El reajuste peruano, luego de la expulsión de Zambrano, y la indolencia chilena condicionaron un segundo tiempo más abierto, con más juego en el que Perú parecía alcanzar a ver, pasada la niebla de la media cancha, la posibilidad de la suerte en Guerrero, el empate por venir y, por qué no, en penales, transferir la responsabilidad a Chile, recordarles el peso que implica ser el anfitrión y dar la campanada. Cruzaron la niebla y encontraron el autogol de Medel. Duró cuatro minutos: Vargas cerró la eliminatoria con un imprevisible disparo que, por los segundos que duró, invocó los ecos luctuosos de Maxi Rodríguez en Leipzig.
El otro finalista vino de un partido que se trató, como usualmente, de la exhibición de los bordes cortantes del universo Messi; de todo aquello que lo integra, circunda, anula o vampiriza. Lo que lo encumbra y enjuicia; que recrimina un barcelonismo colateral y una argentinidad a cuenta gotas. El pecho frío al que siempre le falta un centavo para el peso. El peso siendo Maradona y el universo Messi, afectadas columnas de escritores, análisis bovinos en radio o televisión por exfutbolistas, tuits furiosos y clarividentes de aficionados. Todos girando alrededor de una pregunta mal concebida: ¿por qué Messi no aparece con Argentina? Hace días él mismo reconoció una parte integral del misterio: «es terrible lo que cuesta hacer un gol con la selección». La pregunta implica una natural y obligada comparación, una dialéctica que explican Ken rojo y Ken azul: Messi blaugrana vs. Messi albiceleste.
Integral el primero, fragmentado el segundo. El albiceleste exhibe el arsenal en dosis cortas; el blaugrana en simultáneo y absoluto. El partido de la fase de grupos contra Paraguay, como cualquier otro, es un caso de estudio. A ratos, Messi baja al círculo central y hace, usando los únicos espejos posibles, de Busquets; en otros, entre líneas, de Iniesta. Luego a la banda, de sí mismo blaugrana. También de ese paréntesis que le inventó Guardiola, delantero centro, falso. Debe ser desmoralizador tener que jugar con Biglia en lugar de Busquets, con Otamendi en vez de Piqué, con Rojo en vez de Alba, con el Di María post Real Madrid. Y así Messi se va erosionando. Queda sólo imaginar cómo hubiera sido todo si el medio campo que le hubiera tocado fuera Mascherano y Redondo de doble cinco, escoltándole a la Brujita de crupier.
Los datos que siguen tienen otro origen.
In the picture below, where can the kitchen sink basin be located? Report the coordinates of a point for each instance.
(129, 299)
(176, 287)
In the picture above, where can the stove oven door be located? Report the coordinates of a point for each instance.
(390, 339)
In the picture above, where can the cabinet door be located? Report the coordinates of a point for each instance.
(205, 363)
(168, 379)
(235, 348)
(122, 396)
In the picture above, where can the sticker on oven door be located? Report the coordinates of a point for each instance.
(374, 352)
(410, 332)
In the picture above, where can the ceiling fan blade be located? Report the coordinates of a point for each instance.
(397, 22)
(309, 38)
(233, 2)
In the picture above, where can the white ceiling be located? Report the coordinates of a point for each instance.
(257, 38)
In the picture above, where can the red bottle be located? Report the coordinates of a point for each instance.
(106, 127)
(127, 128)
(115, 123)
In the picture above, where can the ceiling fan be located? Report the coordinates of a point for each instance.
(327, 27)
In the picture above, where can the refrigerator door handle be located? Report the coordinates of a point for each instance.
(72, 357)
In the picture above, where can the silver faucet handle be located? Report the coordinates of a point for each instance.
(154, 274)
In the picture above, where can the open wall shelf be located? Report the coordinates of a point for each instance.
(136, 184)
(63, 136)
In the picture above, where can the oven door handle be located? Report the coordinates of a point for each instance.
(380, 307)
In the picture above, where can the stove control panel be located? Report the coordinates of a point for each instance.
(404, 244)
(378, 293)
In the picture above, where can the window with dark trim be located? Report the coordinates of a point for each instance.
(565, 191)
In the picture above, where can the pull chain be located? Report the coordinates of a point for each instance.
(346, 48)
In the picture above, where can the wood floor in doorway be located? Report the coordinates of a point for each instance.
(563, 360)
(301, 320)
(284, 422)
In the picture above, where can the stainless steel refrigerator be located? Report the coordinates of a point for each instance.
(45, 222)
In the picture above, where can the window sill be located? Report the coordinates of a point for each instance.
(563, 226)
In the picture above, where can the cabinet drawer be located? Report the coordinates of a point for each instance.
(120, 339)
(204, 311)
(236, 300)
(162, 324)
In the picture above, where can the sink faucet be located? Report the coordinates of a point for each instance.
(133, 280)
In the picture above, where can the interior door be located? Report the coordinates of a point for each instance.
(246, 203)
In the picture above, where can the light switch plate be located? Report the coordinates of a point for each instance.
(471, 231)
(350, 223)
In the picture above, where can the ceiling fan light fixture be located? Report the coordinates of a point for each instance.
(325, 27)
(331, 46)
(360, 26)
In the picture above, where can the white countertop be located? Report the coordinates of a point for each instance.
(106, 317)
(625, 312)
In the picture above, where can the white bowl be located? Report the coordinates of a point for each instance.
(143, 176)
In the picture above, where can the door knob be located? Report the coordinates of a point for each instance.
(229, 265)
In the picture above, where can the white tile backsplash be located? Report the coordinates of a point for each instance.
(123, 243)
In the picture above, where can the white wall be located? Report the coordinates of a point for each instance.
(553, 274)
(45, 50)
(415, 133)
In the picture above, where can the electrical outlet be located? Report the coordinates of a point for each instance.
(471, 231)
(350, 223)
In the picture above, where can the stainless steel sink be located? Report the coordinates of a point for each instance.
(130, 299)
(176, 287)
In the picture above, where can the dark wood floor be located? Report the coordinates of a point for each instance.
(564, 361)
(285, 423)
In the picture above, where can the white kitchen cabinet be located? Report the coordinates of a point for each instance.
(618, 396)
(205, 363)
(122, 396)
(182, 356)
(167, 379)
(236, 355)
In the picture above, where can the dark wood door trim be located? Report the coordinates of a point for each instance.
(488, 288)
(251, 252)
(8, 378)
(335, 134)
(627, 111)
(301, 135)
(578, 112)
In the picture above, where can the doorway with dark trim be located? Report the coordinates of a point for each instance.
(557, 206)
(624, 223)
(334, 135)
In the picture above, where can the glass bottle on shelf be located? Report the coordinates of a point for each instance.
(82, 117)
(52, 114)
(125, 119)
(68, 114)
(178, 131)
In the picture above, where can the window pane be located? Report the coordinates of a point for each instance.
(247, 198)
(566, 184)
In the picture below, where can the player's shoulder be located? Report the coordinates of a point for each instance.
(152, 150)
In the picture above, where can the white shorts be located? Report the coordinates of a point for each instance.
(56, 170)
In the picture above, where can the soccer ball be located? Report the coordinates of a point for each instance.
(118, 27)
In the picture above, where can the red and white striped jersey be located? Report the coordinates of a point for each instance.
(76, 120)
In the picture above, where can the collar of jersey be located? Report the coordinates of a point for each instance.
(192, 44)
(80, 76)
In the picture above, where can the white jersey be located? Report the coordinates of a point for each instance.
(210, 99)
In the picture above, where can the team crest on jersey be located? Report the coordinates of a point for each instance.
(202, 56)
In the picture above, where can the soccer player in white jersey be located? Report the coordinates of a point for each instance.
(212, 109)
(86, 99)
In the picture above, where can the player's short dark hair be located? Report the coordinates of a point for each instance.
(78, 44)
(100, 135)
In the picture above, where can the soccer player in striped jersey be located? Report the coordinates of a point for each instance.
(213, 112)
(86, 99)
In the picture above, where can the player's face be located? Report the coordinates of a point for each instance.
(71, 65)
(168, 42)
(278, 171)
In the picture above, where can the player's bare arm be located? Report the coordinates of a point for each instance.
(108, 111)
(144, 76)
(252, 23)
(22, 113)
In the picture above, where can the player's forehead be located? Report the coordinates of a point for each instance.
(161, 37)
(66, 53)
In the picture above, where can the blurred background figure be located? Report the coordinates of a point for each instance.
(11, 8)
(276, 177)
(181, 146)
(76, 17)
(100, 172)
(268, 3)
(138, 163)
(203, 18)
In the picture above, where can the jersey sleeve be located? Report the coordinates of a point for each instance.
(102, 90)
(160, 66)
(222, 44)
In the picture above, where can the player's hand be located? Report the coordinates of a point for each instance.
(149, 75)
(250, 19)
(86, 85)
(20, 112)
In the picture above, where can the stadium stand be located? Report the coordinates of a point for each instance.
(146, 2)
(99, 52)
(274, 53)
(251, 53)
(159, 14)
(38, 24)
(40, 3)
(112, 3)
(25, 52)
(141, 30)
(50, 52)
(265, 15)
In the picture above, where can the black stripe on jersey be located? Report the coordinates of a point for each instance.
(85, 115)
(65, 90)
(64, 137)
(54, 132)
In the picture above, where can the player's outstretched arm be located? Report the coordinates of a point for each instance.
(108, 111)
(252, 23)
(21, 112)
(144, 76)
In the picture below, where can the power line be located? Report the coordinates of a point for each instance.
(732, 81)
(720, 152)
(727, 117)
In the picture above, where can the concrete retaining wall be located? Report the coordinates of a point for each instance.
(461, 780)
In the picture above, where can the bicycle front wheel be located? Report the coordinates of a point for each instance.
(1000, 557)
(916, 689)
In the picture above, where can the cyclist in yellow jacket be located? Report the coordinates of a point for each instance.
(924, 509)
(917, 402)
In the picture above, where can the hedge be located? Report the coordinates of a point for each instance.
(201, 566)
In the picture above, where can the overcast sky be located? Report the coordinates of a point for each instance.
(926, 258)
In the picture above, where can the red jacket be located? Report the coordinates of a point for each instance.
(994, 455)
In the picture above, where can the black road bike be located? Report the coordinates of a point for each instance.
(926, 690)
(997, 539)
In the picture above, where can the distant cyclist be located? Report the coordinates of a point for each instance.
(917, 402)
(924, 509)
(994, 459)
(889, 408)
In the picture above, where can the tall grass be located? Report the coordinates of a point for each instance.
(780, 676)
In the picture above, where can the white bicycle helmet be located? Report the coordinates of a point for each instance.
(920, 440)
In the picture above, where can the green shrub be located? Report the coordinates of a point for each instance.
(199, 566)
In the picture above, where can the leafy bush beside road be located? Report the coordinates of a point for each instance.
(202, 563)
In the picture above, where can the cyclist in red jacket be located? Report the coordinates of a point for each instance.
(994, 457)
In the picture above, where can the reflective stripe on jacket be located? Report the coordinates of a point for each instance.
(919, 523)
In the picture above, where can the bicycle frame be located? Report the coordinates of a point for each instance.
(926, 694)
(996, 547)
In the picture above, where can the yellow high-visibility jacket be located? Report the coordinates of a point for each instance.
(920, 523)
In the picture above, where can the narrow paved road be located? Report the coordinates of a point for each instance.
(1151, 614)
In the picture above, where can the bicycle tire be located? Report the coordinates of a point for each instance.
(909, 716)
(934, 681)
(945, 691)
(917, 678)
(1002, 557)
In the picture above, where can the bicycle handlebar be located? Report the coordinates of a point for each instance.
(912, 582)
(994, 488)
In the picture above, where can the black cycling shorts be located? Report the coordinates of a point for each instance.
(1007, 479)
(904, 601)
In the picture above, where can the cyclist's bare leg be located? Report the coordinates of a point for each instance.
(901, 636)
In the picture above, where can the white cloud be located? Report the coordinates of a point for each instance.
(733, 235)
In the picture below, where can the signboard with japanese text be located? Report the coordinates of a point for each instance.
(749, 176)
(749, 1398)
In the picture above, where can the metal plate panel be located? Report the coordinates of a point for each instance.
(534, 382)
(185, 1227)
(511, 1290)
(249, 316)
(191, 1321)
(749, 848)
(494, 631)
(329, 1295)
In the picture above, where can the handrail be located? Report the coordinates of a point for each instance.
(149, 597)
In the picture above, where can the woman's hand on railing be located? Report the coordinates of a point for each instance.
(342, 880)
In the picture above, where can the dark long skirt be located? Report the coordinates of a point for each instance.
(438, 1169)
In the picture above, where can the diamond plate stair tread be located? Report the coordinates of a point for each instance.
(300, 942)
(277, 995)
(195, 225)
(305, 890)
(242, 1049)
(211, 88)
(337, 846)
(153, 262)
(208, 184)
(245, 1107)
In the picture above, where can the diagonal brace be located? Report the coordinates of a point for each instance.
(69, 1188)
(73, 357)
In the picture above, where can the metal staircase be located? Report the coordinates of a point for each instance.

En el segundo tiempo, del primer partido contra Paraguay, el equipo se desfondó sin haber cerrado el partido, están las imágenes de Messi y Di María riéndose, aparentemente, de las advertencias del Tata Martino sobre el riesgo que todavía suponía el juego. Y por eso el partido de semifinales parecía más trámite que el Chile-Perú. Cabía pensar que si el único problema contra el mismo rival había sido la dosificación y que debían generar más volumen de juego para cerrar la eliminatoria, Messi se encargaría de eso, a costa, incluso, de volver a marcar. Seis goles en la semifinal contra Paraguay, ninguno de Messi aunque interviene en todos. Una diferencia, Pastore. Todo el partido se encontraron, le puso tres pases de gol y metió uno, mal promedio, pero Pastore debió sentir a Messi como un bote salvavidas. Si comenzaba la cascada, como así fue, seguro iba a estar ahí para redondear el día. Pero de lo que se trataba, de lo único que se trata ya, es de eso que, para su cuota discursiva y emocional es un exceso: «quiero ganar algo con mi selección de una vez». Como sea.